19 In het ene riet waren drie schaaltjes, gelijk amandelnoten, een knoop en een bloem; en drie schaaltjes, gelijk amandelnoten in een ander riet, een knoop en een bloem; alzo waren die zes rieten, die uit den kandelaar gingen.
An jeder Röhre befanden sich drei mandelblütenförmige Blumenkelche - je ein Knollen mit Blüte; so an allen sechs Röhren, die von dem Leuchter ausgingen.
20 Maar aan den kandelaar zelven waren vier schaaltjes, gelijk amandelnoten, met zijn knopen, en met zijn bloemen.
Am Leuchter aber befanden sich vier Blumenkelche, mandelblütenförmig mit den zugehörigen Knollen und Blüten,
21 En daar was een knoop onder twee rieten, uit denzelven uitgaande; ook een knoop onder twee rieten, uit denzelven uitgaande; nog een knoop onder twee rieten, uit denzelven uitgaande; alzo was het met de zes rieten, die uit denzelven uitgingen.
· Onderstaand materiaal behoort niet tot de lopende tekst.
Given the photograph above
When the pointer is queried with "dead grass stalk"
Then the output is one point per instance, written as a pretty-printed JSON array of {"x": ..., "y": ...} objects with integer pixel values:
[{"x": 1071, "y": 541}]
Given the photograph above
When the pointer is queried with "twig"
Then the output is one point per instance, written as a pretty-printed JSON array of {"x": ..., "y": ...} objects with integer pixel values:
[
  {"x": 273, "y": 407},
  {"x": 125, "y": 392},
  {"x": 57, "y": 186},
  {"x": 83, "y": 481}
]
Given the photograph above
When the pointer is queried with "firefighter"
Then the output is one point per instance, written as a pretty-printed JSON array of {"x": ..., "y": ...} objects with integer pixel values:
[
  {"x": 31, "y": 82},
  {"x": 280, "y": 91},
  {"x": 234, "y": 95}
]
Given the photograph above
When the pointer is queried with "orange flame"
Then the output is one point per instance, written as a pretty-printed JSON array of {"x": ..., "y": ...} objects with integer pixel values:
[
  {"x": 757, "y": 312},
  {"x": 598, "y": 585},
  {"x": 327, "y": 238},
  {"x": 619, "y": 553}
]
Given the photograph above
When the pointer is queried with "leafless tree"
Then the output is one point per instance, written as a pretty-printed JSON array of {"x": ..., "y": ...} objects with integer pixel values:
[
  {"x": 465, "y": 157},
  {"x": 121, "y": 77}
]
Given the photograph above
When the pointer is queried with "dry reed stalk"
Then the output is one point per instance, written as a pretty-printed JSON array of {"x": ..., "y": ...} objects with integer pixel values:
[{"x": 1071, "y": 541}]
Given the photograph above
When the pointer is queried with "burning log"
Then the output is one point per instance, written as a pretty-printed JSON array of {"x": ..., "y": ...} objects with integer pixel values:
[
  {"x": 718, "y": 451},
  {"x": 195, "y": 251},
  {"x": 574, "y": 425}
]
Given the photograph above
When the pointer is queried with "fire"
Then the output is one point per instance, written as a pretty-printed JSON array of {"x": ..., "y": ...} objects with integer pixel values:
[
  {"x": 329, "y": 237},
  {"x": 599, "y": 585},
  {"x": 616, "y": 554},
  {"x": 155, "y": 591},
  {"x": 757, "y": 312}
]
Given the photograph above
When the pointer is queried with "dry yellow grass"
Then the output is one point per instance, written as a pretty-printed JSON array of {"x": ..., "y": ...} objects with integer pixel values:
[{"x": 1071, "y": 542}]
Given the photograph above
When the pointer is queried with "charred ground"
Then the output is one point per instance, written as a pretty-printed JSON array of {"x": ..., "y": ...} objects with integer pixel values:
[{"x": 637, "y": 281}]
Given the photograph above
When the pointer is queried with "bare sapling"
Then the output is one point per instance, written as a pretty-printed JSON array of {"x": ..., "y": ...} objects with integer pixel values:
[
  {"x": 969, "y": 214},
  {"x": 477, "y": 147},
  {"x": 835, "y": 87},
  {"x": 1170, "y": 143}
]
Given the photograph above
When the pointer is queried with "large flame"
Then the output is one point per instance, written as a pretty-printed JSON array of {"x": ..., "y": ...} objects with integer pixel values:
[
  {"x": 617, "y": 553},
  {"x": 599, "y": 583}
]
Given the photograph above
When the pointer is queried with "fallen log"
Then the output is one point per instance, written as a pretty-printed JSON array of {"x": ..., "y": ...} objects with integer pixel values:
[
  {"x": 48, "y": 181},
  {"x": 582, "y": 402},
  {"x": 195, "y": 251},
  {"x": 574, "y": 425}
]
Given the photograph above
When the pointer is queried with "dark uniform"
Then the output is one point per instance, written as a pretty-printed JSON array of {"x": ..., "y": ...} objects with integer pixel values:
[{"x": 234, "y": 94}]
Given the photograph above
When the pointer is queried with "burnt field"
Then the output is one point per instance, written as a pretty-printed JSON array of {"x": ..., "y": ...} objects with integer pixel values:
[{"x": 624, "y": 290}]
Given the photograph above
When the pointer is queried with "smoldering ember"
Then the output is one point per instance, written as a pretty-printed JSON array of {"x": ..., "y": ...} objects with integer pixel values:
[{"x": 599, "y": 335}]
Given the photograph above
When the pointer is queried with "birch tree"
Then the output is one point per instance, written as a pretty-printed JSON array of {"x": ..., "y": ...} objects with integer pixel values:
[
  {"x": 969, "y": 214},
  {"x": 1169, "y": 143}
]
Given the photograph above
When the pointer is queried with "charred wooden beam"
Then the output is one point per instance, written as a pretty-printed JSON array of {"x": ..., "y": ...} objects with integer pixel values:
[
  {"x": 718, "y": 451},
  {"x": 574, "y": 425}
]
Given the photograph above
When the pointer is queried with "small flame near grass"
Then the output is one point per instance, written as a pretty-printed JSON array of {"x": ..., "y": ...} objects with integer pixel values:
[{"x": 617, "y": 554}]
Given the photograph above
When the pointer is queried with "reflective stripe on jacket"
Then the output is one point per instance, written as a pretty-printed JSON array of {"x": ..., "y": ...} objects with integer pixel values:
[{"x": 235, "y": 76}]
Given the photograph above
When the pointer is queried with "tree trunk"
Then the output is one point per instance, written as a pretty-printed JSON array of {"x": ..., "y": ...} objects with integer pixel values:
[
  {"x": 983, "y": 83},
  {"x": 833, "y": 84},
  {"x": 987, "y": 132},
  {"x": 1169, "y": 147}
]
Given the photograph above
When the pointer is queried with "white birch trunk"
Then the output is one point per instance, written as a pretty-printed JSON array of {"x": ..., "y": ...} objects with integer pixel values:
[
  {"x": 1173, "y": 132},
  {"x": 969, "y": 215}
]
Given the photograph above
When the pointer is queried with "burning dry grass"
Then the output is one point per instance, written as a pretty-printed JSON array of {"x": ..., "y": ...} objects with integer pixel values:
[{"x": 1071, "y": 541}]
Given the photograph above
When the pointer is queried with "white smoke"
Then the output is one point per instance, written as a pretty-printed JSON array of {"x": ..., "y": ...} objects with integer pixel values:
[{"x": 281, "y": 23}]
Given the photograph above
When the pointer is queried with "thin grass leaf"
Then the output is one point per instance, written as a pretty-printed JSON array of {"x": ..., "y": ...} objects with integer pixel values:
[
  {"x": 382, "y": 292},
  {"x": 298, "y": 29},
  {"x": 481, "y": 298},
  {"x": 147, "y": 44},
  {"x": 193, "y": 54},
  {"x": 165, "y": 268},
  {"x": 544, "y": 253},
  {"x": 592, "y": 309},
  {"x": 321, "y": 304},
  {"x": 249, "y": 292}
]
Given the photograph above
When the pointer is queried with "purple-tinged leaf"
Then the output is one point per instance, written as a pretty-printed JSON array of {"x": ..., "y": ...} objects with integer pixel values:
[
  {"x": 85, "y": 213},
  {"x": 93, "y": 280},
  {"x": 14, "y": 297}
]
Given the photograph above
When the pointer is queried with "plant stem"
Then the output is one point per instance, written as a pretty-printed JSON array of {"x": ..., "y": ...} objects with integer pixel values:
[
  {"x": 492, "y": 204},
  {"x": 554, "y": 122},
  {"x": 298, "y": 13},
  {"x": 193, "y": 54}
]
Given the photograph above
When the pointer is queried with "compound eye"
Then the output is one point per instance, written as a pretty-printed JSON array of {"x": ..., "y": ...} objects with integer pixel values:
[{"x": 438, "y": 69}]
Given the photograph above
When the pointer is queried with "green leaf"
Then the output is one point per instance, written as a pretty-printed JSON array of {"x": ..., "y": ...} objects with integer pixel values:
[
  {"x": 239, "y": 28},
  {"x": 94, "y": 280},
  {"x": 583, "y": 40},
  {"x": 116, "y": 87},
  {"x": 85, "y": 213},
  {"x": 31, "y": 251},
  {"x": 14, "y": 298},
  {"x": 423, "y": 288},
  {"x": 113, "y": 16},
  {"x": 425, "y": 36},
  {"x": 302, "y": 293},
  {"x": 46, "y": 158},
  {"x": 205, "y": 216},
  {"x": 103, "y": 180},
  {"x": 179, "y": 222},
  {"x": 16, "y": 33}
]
und zwar jedesmal ein Knollen unter jedem der drei Röhrenpaare an ihm, - der sechs Röhren, die von ihm ausgingen.
22 Hun knopen en rieten waren uit hem; het was altemaal een enig dicht werk van louter goud.
Ihre Knollen und Röhren waren aus einem Stücke mit ihm, alles getriebene Arbeit aus einem Stücke, von gediegenem Golde.
23 En hij maakte hem zeven lampen; zijn snuiters en zijn blusvaten waren van louter goud.
Sodann fertigte er die sieben Lampen an, die zu ihm gehörten, nebst den zu ihm gehörenden Lichtscheren und Pfannen, aus gediegenem Golde.
24 Hij maakte denzelven uit een talent louter goud, met al zijn vaten.
Ein Talent gediegenen Goldes verwendete er auf ihn und die zu ihm gehörenden Geräte.
25 En hij maakte het reukaltaar van sittimhout; een el was zijn lengte en een el zijn breedte, vierkant, maar twee ellen zijn hoogte; uit hetzelve waren zijn hoornen.
Sodann fertigte er den Räucheraltar aus Akazienholz an, eine Elle lang und eine Elle breit, viereckig und zwei Ellen hoch; seine Hörner bildeten ein Ganzes mit ihm.
26 En hij overtrok het met louter goud, zijn dak, en zijn wanden rondom, alsook zijn hoornen; en hij maakte het een gouden krans rondom.
Und er überzog ihn mit gediegenem Golde, seine Platte und seine Wände ringsum, sowie seine Hörner, und brachte einen ringsumlaufenden goldenen Kranz an ihm an.
27 Hij maakte ook twee gouden ringen daaraan, onder zijn krans, aan zijn twee hoeken, aan zijn beide zijden, tot plaatsen voor de handbomen, dat men het daarmede droeg.
Unterhalb dieses Kranzes aber brachte er an seinen beiden Ecken auf seinen beiden Seiten je zwei goldene Ringe an zur Aufnahme der Stangen, damit man ihn mittels derselben tragen könne.
28 En hij maakte de handbomen van sittimhout, en hij overtrok ze met goud.
Die Stangen aber fertigte er aus Akazienholz an und überzog sie mit Gold.
29 Hij maakte ook de heilige zalfolie, en het reukwerk der zuiverste welriekende specerijen, naar apothekerswerk.
Sodann fertigte er das heilige Salböl und das reine, wohlriechende Räucherwerk an, wie es der Salbenmischer herstellt.